Além disso, inexiste no ordenamento jurídico brasileiro a figura da constitucionalidade superveniente, de modo que não há se falar na consequente convalidação das normas.

Não cabe à Constituição estadual instituir a figura das programações orçamentárias impositivas fora das hipóteses previstas no regramento nacional.

A compreensão doutrinária e jurisprudencial anota que as normas da CF/1988 sobre processo legislativo em geral e processo legislativo das leis orçamentárias em especial são de reprodução obrigatória pelas Constituições estaduais, por força do princípio da simetria.

No caso, apesar de a CF/1988 ter passado a prever expressamente sobre o tema, fixou limites diferentes dos adotados pelo Estado roraimense.

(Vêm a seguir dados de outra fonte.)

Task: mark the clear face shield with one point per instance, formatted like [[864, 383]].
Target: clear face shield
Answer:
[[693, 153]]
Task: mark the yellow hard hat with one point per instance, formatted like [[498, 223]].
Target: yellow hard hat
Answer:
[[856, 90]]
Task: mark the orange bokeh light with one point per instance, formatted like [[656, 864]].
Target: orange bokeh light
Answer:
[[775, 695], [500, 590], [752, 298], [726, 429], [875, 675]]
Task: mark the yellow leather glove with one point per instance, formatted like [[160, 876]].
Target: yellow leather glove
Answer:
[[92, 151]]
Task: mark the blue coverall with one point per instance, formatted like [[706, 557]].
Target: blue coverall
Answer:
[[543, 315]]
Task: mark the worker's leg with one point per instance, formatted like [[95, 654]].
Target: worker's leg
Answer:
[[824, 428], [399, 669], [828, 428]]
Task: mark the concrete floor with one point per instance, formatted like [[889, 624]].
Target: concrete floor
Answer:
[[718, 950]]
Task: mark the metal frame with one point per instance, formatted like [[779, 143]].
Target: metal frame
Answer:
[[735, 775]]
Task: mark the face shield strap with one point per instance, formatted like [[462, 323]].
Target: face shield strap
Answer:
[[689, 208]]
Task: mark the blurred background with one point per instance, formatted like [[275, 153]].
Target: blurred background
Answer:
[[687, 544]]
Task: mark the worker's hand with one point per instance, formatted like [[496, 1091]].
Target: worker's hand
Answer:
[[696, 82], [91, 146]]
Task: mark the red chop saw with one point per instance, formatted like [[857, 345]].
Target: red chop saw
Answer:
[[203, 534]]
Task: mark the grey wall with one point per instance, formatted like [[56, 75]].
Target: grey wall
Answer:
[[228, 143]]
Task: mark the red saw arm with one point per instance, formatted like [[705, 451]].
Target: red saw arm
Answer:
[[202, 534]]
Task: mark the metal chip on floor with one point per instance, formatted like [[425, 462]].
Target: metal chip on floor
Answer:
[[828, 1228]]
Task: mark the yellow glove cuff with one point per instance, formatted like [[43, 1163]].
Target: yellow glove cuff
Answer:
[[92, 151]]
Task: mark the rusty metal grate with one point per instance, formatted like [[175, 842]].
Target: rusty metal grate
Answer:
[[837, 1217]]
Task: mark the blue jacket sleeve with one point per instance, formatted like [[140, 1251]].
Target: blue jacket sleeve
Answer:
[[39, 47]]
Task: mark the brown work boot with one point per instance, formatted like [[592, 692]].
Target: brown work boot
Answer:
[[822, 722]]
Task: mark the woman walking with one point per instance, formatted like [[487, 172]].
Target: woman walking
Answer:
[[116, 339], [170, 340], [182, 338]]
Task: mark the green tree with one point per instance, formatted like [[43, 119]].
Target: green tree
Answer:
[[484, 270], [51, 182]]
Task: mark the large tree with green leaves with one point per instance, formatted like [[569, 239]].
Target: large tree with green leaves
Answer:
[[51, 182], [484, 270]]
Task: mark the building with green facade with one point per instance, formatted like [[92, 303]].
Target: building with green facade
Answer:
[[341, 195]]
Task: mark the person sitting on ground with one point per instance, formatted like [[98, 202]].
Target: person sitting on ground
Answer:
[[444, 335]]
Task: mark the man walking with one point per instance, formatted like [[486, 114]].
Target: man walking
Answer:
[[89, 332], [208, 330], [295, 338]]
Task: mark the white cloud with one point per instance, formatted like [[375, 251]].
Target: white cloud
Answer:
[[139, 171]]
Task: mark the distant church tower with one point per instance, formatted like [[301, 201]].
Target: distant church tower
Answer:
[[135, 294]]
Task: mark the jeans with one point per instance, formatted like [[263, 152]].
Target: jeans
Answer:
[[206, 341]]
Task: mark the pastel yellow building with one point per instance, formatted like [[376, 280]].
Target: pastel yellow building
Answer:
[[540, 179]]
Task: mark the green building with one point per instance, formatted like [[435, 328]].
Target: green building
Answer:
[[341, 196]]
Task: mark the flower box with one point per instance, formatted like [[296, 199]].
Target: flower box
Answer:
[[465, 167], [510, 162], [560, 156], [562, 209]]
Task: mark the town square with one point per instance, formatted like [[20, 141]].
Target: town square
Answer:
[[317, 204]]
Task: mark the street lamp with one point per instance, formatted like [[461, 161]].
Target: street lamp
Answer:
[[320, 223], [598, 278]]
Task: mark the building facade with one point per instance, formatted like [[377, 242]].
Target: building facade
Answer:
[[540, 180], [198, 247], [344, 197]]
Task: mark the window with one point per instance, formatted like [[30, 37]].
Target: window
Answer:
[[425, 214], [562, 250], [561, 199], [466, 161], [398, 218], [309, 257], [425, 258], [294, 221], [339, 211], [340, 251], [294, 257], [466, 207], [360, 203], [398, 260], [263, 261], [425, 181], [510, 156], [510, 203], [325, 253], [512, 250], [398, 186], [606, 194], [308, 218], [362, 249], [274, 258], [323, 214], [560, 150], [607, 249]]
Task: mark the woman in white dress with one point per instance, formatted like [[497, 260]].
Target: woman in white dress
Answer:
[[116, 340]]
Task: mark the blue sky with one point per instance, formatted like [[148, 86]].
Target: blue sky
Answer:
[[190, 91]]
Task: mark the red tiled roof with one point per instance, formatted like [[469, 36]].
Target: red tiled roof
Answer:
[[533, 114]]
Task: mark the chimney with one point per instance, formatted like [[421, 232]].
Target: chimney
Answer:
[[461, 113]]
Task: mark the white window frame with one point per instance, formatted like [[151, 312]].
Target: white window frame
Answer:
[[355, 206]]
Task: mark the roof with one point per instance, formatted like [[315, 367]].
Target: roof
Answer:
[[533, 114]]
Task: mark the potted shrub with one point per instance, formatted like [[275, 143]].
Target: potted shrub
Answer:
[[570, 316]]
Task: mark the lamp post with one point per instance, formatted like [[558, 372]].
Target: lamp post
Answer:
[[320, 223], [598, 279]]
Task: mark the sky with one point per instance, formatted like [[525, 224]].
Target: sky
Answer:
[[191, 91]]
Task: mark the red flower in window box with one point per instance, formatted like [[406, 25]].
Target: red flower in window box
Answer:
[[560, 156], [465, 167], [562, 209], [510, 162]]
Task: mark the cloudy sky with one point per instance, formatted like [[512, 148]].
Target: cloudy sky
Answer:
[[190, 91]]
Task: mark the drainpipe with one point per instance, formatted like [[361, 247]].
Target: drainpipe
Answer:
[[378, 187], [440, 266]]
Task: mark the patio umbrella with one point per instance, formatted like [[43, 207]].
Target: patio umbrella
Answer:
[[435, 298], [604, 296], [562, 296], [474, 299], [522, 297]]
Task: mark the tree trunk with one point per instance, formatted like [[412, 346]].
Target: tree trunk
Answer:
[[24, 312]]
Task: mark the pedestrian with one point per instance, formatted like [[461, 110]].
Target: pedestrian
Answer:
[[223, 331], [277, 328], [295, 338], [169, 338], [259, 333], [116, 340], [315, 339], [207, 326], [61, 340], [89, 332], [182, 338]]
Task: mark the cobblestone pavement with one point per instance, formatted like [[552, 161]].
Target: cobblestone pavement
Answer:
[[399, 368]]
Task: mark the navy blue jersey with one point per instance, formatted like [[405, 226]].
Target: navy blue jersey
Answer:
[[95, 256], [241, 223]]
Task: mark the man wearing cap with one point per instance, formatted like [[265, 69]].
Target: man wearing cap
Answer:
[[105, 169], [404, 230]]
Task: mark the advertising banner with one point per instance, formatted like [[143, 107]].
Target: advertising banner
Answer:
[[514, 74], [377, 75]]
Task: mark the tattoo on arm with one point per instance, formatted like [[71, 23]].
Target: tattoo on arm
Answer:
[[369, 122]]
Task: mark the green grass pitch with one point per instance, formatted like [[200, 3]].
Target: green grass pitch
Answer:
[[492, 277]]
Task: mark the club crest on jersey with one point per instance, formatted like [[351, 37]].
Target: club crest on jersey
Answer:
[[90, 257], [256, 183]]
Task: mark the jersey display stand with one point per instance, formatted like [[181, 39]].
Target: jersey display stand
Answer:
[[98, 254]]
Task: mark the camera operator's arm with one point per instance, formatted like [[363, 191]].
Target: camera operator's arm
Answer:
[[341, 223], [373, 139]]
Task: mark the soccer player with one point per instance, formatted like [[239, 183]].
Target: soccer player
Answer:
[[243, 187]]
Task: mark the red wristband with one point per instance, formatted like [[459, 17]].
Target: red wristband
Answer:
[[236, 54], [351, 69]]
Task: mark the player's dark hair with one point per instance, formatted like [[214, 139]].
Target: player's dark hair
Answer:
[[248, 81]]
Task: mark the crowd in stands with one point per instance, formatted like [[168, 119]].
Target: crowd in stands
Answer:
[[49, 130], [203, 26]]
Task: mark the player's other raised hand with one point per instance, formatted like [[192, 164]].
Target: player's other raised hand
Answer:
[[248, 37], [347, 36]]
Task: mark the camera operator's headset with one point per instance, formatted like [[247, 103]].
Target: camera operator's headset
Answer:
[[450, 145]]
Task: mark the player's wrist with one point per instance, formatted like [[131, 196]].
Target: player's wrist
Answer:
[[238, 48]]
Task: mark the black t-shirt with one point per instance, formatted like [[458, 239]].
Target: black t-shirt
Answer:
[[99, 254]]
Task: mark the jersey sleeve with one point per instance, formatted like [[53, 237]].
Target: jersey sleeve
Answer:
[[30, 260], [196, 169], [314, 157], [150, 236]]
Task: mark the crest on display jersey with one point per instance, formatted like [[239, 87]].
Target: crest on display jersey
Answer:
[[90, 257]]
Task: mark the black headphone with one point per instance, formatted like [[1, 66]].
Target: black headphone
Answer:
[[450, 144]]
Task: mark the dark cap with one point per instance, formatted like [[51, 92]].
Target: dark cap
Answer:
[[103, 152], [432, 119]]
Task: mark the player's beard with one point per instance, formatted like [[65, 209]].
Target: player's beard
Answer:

Com base nesses entendimentos, o Plenário, por unanimidade, conheceu parcialmente da ação e, nessa parte, a julgou procedente para declarar a inconstitucionalidade do art. 113, §§ 3º, 3º-A, 4º, 6º, 7º, 8º e 9º, da Constituição do Estado de Roraima, acrescidos pelas Emendas Constitucionais 41/2014 e 61/2019, e, por arrastamento, do art. 24, §§ 1º, 2º, 4º, 5º e 6º, da Lei 1.327/2019 (Lei de Diretrizes Orçamentárias) e do art. 8º da Lei 1.371/2020 (Lei Orçamentária Anual para o exercício de 2020), ambas do Estado de Roraima, mantidos os efeitos da cautelar no período em que vigeu.